When increasing EGR from low levels to a level that corresponds to low temperature combustion, soot emissions initially increase due to lower soot oxidation before decreasing to almost zero due to very low soot formation. At the EGR level where soot emissions start to increase, the NOx emissions are low, but not sufficiently low to comply with future emission standards and at the EGR level where low temperature combustion occurs CO and HC emissions are too high.
The purpose of this study was to investigate the possibilities for shifting the so-called soot bump (where soot levels are increased) to higher EGR levels, or to reduce the magnitude of the soot bump using very high injection pressures (up to 240 MPa) while reducing the NOx emissions using EGR. The possibility of reducing the CO and HC emissions at high EGR levels due to the increased mixing caused by higher injection pressure was also investigated and the flame was visualized using an endoscope at chosen EGR values. In addition, flame temperatures and soot volume fractions were determined using two-color pyrometry.

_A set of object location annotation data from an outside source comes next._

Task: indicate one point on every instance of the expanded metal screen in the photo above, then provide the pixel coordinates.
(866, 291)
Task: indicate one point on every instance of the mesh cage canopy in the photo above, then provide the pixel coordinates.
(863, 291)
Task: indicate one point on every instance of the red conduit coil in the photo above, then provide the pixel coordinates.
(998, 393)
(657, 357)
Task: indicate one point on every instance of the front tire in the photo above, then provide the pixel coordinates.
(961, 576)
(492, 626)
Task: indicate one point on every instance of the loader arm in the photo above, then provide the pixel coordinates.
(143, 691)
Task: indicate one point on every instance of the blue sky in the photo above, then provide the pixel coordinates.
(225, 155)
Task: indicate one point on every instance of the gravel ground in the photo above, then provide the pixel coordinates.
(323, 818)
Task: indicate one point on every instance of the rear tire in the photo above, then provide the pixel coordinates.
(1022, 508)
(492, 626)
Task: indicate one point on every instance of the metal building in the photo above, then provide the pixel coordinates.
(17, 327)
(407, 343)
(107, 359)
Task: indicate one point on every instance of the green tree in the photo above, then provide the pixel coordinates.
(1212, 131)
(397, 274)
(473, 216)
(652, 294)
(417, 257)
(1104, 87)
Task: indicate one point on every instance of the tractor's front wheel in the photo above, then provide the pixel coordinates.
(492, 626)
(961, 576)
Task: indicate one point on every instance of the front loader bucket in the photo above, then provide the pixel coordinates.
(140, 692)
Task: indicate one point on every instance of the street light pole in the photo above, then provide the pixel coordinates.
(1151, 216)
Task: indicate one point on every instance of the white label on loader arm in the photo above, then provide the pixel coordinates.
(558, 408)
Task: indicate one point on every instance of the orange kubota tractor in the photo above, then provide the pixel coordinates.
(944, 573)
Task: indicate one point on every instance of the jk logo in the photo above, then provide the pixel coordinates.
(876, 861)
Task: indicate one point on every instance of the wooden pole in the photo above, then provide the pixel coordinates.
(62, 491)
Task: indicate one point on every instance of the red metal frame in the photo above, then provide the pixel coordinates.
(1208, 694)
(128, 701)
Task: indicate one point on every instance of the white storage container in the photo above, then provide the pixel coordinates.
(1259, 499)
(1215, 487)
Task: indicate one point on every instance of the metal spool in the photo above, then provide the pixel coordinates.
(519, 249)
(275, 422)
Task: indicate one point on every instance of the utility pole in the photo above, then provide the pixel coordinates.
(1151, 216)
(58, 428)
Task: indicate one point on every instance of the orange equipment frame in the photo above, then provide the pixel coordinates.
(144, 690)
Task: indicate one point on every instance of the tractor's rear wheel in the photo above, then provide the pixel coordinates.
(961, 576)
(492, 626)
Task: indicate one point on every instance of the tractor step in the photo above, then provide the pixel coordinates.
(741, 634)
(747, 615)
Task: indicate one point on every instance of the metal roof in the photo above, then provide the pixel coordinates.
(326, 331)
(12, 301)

A single-cylinder heavy duty direct injection Diesel engine equipped with an electronically controlled unit injector with variable needle opening pressure was used in the investigations, with geometry based on the Volvo D12C production engine but with the compression ratio reduced from 18.5 to 14.
The results from the studied cases showed that increasing EGR from 0 to 30% reduces both soot formation and oxidation resulting in higher engine-out soot emissions. Also, an increase in NOP for a case without EGR was found to give both high soot formation and high soot oxidation, resulting in reduced engine-out soot emissions. When EGR was added, increased NOP resulted in increased soot oxidation and thus in lower engine out soot emissions. An increase in NOP was also found to reduce HC and CO emissions at high EGR levels.